Un moment, le prince espéra que l'Assemblée, en revisant le pacte fondamental, permettrait le renouvellement ou, comme on disait alors, la prorogation de ses pouvoirs. Il ne lui aurait pas déplu qu'on adaptât la Constitution à ses vues, ce qui lui eût épargné l'embarras et le danger de la violer. Cette attente ayant été déçue, rien ne le retarda plus, et, dès la fin de l'été de 1851, tous ses efforts se tournèrent vers le grand dessein qui couronnerait sa fortune ou la ruinerait pour jamais.

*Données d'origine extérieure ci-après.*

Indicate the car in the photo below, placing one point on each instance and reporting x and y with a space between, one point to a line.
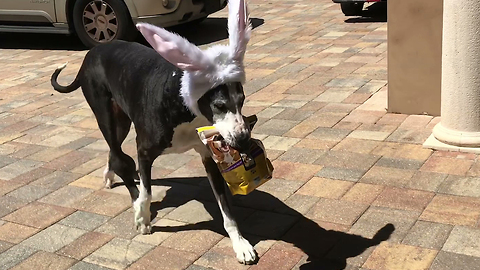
353 7
100 21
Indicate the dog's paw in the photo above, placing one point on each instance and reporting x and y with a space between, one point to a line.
143 228
108 178
142 216
246 254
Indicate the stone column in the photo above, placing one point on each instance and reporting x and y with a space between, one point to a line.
460 105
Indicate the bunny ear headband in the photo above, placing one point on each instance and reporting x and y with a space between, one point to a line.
204 70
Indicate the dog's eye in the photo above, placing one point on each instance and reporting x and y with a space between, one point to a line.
220 106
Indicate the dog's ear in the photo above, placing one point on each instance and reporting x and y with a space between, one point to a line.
239 28
174 48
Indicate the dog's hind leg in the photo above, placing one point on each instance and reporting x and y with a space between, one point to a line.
122 123
245 252
121 164
146 155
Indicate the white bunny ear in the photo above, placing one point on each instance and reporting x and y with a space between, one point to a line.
239 28
174 48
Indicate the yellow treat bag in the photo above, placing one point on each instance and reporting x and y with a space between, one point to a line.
243 173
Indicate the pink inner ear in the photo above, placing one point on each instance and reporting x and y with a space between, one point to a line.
172 54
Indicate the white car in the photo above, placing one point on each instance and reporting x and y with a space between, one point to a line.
100 21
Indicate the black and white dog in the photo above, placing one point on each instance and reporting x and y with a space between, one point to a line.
167 94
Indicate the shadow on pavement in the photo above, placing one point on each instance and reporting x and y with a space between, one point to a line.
262 216
376 12
208 31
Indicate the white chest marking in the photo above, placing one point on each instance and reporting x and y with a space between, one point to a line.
185 137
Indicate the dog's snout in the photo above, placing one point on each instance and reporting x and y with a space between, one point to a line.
243 142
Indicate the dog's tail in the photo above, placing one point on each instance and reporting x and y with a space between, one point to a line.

Le secret était la condition nécessaire de la réussite. L'entreprise, d'ailleurs, était si périlleuse qu'elle ne devait attirer que les esprits aventureux, ayant peu à perdre, ou les amis fidèles n'ayant rien à refuser. Beaucoup reçurent de demi-confidences ou se vantèrent plus tard d'avoir su l'événement. Cinq personnes seules, croyons-nous, connurent d'avance l'heure

précise et le mode d'exécution du coup d'État. Ce fut d'abord le général Saint-Arnaud, déjà ministre de la guerre, soldat de mince scrupule et de rare énergie, habitué aux libres expéditions de l'Afrique et ne voyant dans la dispersion du Parlement et la conquête du pouvoir qu'une razzia plus bruyante, plus fructueuse que toutes les autres. Ce fut ensuite M. de Morny, futur ministre de l'Intérieur, personnage plus connu jusque-là dans les salons ou à la Bourse que dans la politique, doué cependant d'une rare finesse, résolu avec calme, inflexible avec bonne grâce, indifférent aux moyens, mais modéré par nature autant que par éducation, n'ayant ni l'application aux affaires, ni la persévérance dans les desseins, ni l'éloquence, ces grands dons de l'homme d'État, mais très propre à une entreprise passagère qui exigerait du sang-froid, du bon sens et de la décision. Ce fut aussi M. de Maupas, préfet de police, fonctionnaire très jeune encore que le prince avait remarqué, et qui, séduit lui-même par une carrière inespérée, s'était donné à une cause où le gain se mesurerait à l'enjeu. M. Mocquard, secrétaire de Louis-Napoléon, et M. de Persigny, ami des mauvais jours, complétèrent la liste des confidents intimes de l'Élysée. Le général Magnan, commandant en chef de l'armée de Paris, avait promis son concours; mais soit scrupule, soit désir de tempérer sa responsabilité future, il avait demandé qu'on ne le prévînt qu'à l'heure où il devrait marcher.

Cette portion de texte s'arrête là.